How to Create a Horoscope API with Beautiful Soup and Flask

Programming Image

    Have you ever read your horoscope in the newspaper or seen it on television? Well, I'm not sure about other countries, but in my country of India, people still read their horoscopes.

    And this is where I got the idea for this tutorial. It might sound a bit old-fashioned, but the main focus here is not on the horoscope itself – it's just the vehicle for our learning.

    In this article, we're going to scrape a website called Horoscope.com using Beautiful Soup and then create our own API using Flask. This API, if deployed on a public server, can then be used by other developers who would wish to create a website to show their horoscope or an app for the same.
     

    How to Set Up the Project

    First of all, we're going to create a virtual environment within which we'll install all the required dependencies.

    Python now ships with the pre-installed venv library. So, to create a virtual environment, you can use the below command:

    $ python -m venv env

    To activate the virtual environment named env, use the command:

    • On Windows:
    env\Scripts\activate.bat
    • On Linux and MacOS:
    source env/bin/activate

    To deactivate the environment (not required at this stage):

    deactivate

    Now we're ready to install the dependencies. The modules and libraries we are going to use in this project are:

    • requests: Requests allow you to send HTTP/1.1 requests extremely easily. The module doesn't come pre-installed with Python, so we need to install it using the command:
      $ pip install requests
    • bs4: Beautiful Soup(bs4) is a Python library for pulling data out of HTML and XML files. The module doesn't come pre-installed with Python, so we need to install it using the command:
      $ pip install bs4
    • Flask: Flask is a simple, easy-to-use microframework for Python that can help build scalable and secure web applications. The module doesn't come pre-installed with Python, so we need to install it using the command:
      $ pip install flask
    • Flask-RESTX: Flask-RESTX lets you create APIs with Swagger Documentation. The module doesn't come pre-installed with Python, so we need to install it using the command:
      $ pip install flask-restx

    We'll also use environment variables in this project. So, we are going to install another module called python-decouple to handle this:

    $ pip install python-decouple

    To learn more about environment variables in Python, you can check out this article.
     

    Project Workflow

    The basic workflow of the project will be like this:

    1. The horoscope data will be scraped from Horoscope.com.
    2. The data will then be used by our Flask server to send JSON response to the user.


     

    How to Set Up a Flask Project

    The first thing we're going to do is to create a Flask project. If you check the official documentation of Flask, you'll find a minimal application there.

    But, we're not going to follow that. We are going to write an application that is more extensible and has a good base structure. If you wish, you can follow this guide to get started with Flask.

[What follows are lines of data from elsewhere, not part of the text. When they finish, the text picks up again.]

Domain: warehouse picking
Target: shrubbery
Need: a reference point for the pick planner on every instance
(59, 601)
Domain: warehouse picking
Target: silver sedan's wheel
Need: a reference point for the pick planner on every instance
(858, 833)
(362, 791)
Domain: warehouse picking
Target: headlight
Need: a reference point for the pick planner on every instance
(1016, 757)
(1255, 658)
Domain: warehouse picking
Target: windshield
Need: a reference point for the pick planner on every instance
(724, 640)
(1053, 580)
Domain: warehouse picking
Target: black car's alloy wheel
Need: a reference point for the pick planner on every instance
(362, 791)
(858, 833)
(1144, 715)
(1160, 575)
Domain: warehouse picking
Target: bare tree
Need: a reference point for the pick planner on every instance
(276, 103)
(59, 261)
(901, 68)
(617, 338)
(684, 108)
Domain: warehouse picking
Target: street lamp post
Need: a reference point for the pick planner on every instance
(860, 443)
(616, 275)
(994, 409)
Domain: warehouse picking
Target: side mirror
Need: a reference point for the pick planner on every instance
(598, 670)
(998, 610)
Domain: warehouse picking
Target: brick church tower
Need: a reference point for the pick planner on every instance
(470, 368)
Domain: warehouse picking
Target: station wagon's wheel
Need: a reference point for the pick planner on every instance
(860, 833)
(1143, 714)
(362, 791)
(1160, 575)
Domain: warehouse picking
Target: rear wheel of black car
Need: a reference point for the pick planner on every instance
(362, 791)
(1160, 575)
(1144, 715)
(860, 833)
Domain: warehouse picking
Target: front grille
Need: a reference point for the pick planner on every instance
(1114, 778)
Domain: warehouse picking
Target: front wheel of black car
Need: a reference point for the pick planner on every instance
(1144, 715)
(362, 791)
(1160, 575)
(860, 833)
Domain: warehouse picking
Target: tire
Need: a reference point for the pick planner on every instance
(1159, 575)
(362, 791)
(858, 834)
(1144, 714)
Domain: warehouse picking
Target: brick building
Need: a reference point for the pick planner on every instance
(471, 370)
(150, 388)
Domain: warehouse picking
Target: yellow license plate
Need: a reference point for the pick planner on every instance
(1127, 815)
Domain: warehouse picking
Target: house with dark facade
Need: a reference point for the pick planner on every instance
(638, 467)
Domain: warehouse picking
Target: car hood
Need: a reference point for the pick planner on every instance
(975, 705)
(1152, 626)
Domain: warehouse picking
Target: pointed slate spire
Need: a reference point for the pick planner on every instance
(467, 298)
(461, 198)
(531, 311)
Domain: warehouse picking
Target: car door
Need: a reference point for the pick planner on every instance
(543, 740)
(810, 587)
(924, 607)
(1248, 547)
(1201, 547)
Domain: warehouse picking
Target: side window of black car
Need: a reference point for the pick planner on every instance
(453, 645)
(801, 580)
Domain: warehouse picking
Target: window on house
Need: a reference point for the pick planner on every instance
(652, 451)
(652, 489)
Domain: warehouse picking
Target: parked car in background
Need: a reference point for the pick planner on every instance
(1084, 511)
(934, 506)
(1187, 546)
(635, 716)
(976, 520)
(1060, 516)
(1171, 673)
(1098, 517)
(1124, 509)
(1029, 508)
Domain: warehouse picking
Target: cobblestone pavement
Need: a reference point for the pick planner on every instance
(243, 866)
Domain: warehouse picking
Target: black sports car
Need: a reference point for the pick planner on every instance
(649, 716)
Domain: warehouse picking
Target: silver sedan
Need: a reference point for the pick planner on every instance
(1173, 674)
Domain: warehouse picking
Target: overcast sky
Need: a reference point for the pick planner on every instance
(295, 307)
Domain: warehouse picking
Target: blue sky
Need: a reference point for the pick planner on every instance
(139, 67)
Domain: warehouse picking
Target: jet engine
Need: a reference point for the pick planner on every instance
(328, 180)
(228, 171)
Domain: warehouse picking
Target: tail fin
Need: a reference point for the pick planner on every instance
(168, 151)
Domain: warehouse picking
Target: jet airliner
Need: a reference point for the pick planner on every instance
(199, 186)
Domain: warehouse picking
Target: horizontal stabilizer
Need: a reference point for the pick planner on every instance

    Our application will exist within a package called core. To convert a usual directory to a Python package, we just need to include an __init__.py file. So, let's create our core package first.

    $ mkdir core

    After that, let's create the __init__.py file inside the core directory:

    $ cd core
    $ touch __init__.py
    $ cd ..

    In the root directory of the project, create a file called config.py. We'll store the configurations for the project in this file. Within the file, add the following content:

    from decouple import config
    
    
    class Config(object):
        SECRET_KEY = config('SECRET_KEY', default='guess-me')
        DEBUG = False
        TESTING = False
        CSRF_ENABLED = True
    
    
    class ProductionConfig(Config):
        DEBUG = False
        MAIL_DEBUG = False
    
    
    class StagingConfig(Config):
        DEVELOPMENT = True
        DEBUG = True
    
    
    class DevelopmentConfig(Config):
        DEVELOPMENT = True
        DEBUG = True
    
    
    class TestingConfig(Config):
        TESTING = True
    

    In the above script, we have created a Config class and defined various attributes inside that. Also, we have created different child classes (as per different stages of development) that inherit the Config class.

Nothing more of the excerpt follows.